Поначалу я-оно ничего не поняло.
— О чем?
— О таком пути Истории — только об этом вас прошу — чтобы дать России шанс, чтобы у людей был шанс стать свободными перед добром и злом, а уже Царствие Божие, если наступит, когда наступит…
— Вы с ума сошли!
— Ой.
— Или снова напились с утра. Вы же только что извинялись передо мной за то, что с ваших слов сплели лживую сплетню на меня и фатера моего — а теперь сами говорите, что верите в эту сплетню?!
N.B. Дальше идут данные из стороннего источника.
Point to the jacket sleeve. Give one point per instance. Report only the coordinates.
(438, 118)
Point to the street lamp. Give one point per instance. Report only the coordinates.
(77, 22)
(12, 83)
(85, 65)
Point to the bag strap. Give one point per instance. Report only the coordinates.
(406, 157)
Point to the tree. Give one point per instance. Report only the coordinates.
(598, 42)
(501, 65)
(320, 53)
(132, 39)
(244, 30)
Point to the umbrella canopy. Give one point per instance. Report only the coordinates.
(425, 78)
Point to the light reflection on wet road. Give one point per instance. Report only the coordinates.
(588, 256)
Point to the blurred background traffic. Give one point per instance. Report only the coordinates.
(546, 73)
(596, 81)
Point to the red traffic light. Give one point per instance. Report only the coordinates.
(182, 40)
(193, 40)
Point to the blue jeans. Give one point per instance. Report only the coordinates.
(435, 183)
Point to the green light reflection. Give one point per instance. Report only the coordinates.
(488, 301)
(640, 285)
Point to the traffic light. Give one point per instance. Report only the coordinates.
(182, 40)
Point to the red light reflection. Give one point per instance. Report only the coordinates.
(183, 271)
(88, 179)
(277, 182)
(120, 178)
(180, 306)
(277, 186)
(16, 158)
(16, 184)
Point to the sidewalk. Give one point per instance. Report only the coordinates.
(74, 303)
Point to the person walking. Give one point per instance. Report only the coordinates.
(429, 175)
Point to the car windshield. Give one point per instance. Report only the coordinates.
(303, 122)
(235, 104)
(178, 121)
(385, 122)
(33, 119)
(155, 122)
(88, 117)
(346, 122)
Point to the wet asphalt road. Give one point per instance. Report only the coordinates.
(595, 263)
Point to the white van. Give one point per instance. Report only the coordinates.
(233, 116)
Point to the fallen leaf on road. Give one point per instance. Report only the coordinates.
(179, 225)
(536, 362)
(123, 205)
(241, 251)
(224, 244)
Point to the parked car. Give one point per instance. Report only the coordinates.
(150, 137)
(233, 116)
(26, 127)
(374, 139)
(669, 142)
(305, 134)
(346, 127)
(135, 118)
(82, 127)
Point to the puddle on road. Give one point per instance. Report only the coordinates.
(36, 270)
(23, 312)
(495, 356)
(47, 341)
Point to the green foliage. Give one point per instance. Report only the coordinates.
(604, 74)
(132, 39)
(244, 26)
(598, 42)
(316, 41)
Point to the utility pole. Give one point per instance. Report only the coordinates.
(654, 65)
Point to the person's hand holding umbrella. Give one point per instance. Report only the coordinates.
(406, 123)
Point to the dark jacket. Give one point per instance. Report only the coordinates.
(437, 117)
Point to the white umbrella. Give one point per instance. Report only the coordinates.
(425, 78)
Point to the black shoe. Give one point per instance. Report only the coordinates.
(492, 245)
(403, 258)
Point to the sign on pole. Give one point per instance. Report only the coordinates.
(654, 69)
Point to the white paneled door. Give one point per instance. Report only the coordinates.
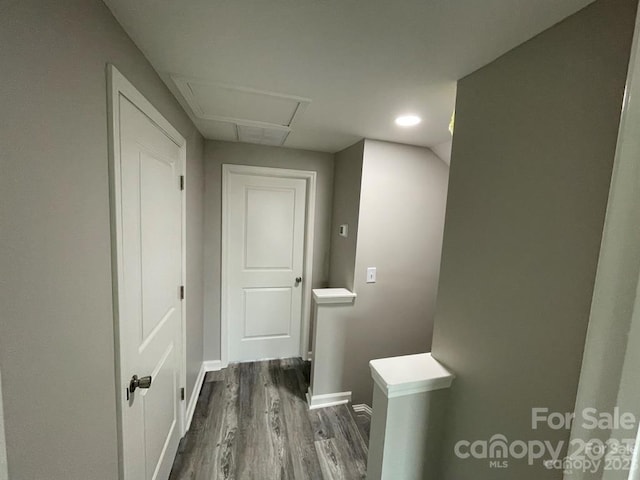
(148, 206)
(265, 242)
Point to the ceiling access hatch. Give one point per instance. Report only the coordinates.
(255, 116)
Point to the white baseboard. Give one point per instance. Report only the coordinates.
(207, 366)
(213, 365)
(193, 400)
(327, 399)
(362, 408)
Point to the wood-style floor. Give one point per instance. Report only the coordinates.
(252, 423)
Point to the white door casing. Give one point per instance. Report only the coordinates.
(147, 162)
(267, 238)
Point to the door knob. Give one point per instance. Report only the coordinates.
(144, 382)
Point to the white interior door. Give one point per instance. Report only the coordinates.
(149, 243)
(265, 236)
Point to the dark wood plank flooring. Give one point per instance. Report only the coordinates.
(252, 423)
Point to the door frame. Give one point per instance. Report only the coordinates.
(307, 262)
(118, 85)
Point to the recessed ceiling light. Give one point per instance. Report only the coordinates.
(408, 120)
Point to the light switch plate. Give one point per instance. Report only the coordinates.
(371, 275)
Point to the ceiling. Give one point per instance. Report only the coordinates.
(322, 74)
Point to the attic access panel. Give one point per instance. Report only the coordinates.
(240, 105)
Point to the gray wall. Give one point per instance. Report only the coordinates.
(4, 474)
(610, 364)
(56, 331)
(401, 218)
(218, 153)
(346, 208)
(533, 148)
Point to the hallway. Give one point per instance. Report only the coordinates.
(252, 422)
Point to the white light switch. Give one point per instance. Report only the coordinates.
(371, 275)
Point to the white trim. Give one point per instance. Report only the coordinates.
(207, 366)
(118, 85)
(310, 177)
(362, 408)
(327, 399)
(214, 365)
(193, 399)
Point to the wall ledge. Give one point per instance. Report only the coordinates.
(324, 296)
(409, 374)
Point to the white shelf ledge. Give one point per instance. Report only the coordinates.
(333, 295)
(408, 374)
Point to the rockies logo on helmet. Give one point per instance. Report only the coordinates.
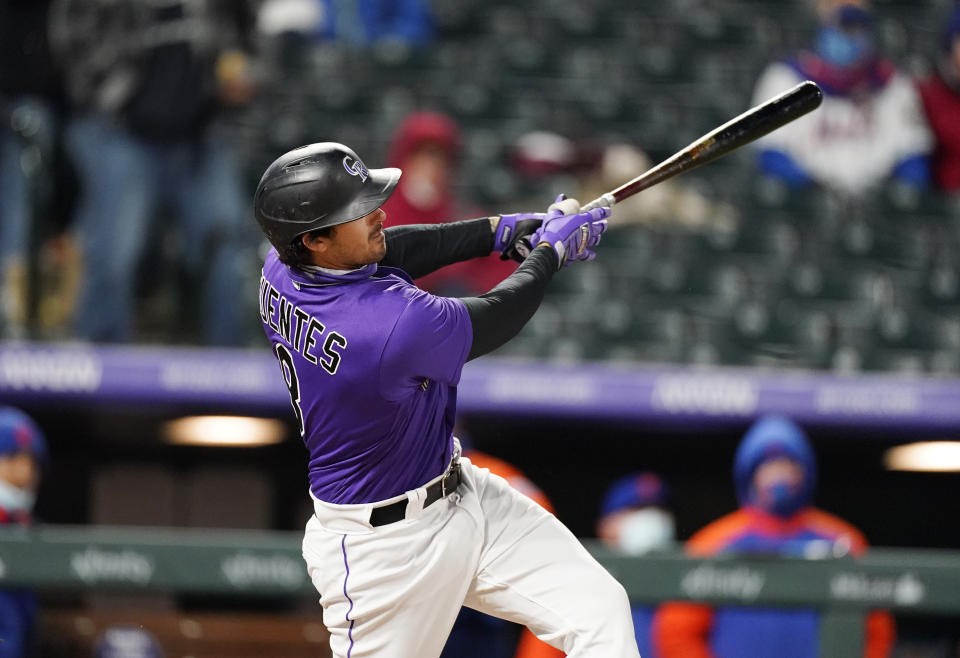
(356, 168)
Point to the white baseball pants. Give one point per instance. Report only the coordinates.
(394, 591)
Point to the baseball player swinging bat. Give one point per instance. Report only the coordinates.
(749, 126)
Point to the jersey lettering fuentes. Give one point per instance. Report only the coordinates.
(372, 364)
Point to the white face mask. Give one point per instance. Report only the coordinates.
(646, 530)
(422, 192)
(15, 499)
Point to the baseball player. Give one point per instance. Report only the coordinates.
(405, 530)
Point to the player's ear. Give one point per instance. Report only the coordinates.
(314, 242)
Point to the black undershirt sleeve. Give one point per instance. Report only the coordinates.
(419, 249)
(499, 315)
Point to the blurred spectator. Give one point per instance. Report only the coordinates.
(941, 99)
(775, 476)
(355, 22)
(426, 147)
(147, 80)
(480, 635)
(127, 642)
(22, 455)
(30, 101)
(635, 519)
(870, 127)
(674, 204)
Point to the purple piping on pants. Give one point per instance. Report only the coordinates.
(343, 546)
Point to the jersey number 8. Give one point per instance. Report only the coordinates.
(290, 379)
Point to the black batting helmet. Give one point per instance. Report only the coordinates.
(317, 186)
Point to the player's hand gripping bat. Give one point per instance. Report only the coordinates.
(751, 125)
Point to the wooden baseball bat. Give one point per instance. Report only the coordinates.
(751, 125)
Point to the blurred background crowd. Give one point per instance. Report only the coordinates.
(133, 132)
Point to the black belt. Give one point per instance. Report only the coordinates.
(397, 511)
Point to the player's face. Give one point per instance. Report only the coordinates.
(354, 244)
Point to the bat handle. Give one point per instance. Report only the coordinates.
(606, 201)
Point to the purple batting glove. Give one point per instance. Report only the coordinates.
(511, 230)
(572, 236)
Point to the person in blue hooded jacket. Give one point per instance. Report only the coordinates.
(775, 474)
(870, 128)
(23, 452)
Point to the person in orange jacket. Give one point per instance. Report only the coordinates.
(775, 475)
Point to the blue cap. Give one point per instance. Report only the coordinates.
(127, 642)
(635, 490)
(769, 438)
(19, 433)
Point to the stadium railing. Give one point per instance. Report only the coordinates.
(248, 563)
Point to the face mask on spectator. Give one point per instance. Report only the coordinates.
(779, 497)
(843, 48)
(15, 499)
(644, 530)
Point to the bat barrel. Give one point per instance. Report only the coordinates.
(749, 126)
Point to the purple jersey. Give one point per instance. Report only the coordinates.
(372, 365)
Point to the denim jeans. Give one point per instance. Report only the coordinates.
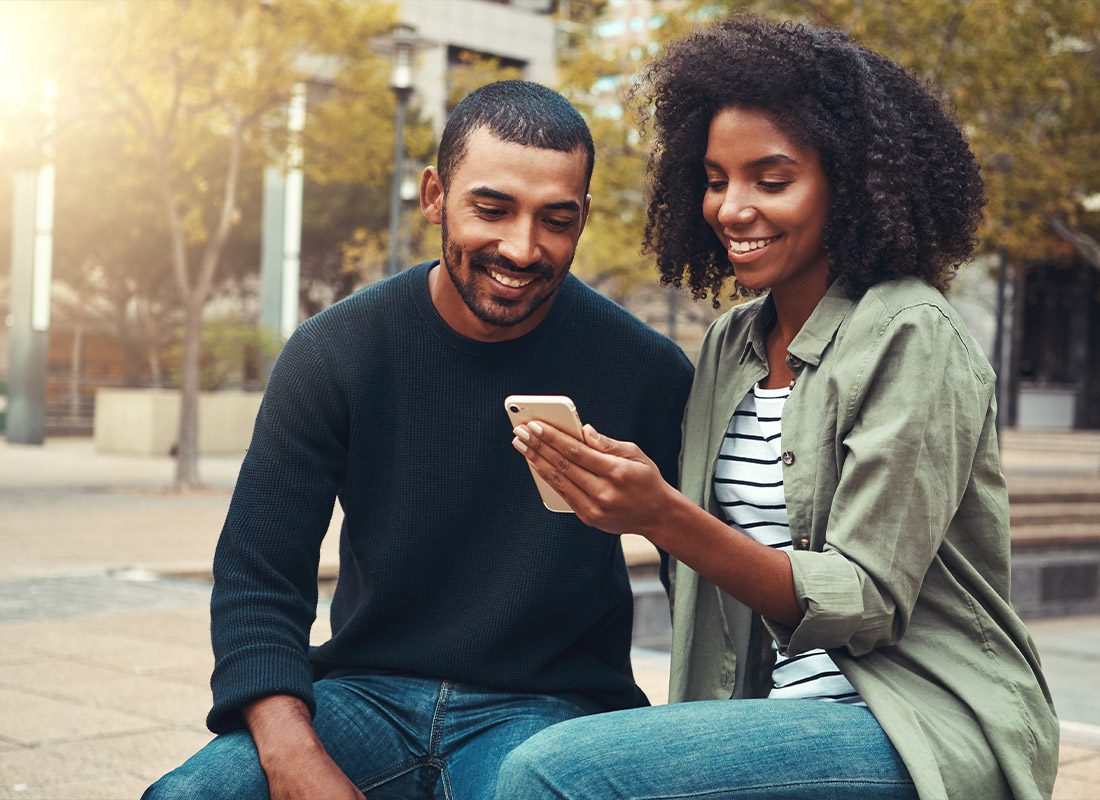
(396, 737)
(782, 749)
— Сплетня сплетней, Венедикт Филиппович, я же не говорю, что у вас было такое намерение, что именно за тем вы на Байкал едете — но раз уже это вслух обсуждают, а ведь вы относительно отца ни в чем отрицать не стали, так почему я не могу попросить? Не захотите, так и выполнять не станете. Только что вам в этом плохого? Все равно же говорить с отцом будете, а он, вы сами сказали, с лютами беседует, а о чем — мы не знаем, и действительно ли Отец Мороз заведует Морозом — тоже не знаем, так что тут плохого, если я попрошу, чтобы он словечко замолвил за доброе дело, ну, гаспадин Ерославский, тут же ничего сложного, а если бы и вправду с вашей помощью время России наконец-то повернулось бы к эпохе духа…
— Вы поверили! — Я-оно схватилось за голову. — Да что же это такое! Что за бред! Вы же сами знаете, что это ложь, и сами верите!
Зейцов прикусил ус.
— Не мне обсуждать с вашим благородием о правде, когда только-только в пути познакомились. Может, сплетня и ошибается; может, вначале она лишь ошибочной была, но, услышав ее, со временем вы ее в правду обратите; но, может, она с самого начала была правдивой. И прощения я просил не за ложь — ба, тем большая кривда для вас, если это правда. Нет такого закона, что госпожа Блютфельд никогда неправой быть не может.
— Не вам это обсуждать, — сухо повторило я-оно. Вынуло папиросу, закурило. Тяжелой пепельницей стукнуло по столешнице. Зейцов потер глаза, в которые попал дым. Я-оно закинуло ногу на ногу, сбило пепел. — Ну ладно! Я скажу вам, как оно на самом деле! Зачем я еду в Прибайкальский Край? Ради двух тысяч рублей. Тысяча авансом и другая тысяча — потом. Мне заплатили, вот я и еду. Меня наняло Министерство Зимы. Еду, чтобы поговорить с Отцом Морозом для Раппацкого. Вот вам и заведующий Историей. А хотите знать больше? Ни черта я не верю в эту дурацкую бердяевскую метафизику, и плевать мне на все это с высокой колокольни: если мне имперская Зима заплатит еще одну косую, то я уболтаю папашку даже на то, чтобы Иван Грозный вернулся. Ну и? А?
Филимон Романович Зейцов с трудом поднялся. Повернулся, чтобы выйти, только ноги запутались в узком проходе, и когда вагоном сильно тряхнуло, ему пришлось наклониться и опереться вытянутой рукой о стенку; склоненный, он шепнул рядом с моим ухом: — Простить, вот самое главное, с этого начните, с прощения, — затем толчком направил себя к двери. Он хотел еще поклониться, только в тесноте у него не совсем вышло. После этого он отступил спиной, чудом не столкнувшись с кем-то в коридоре.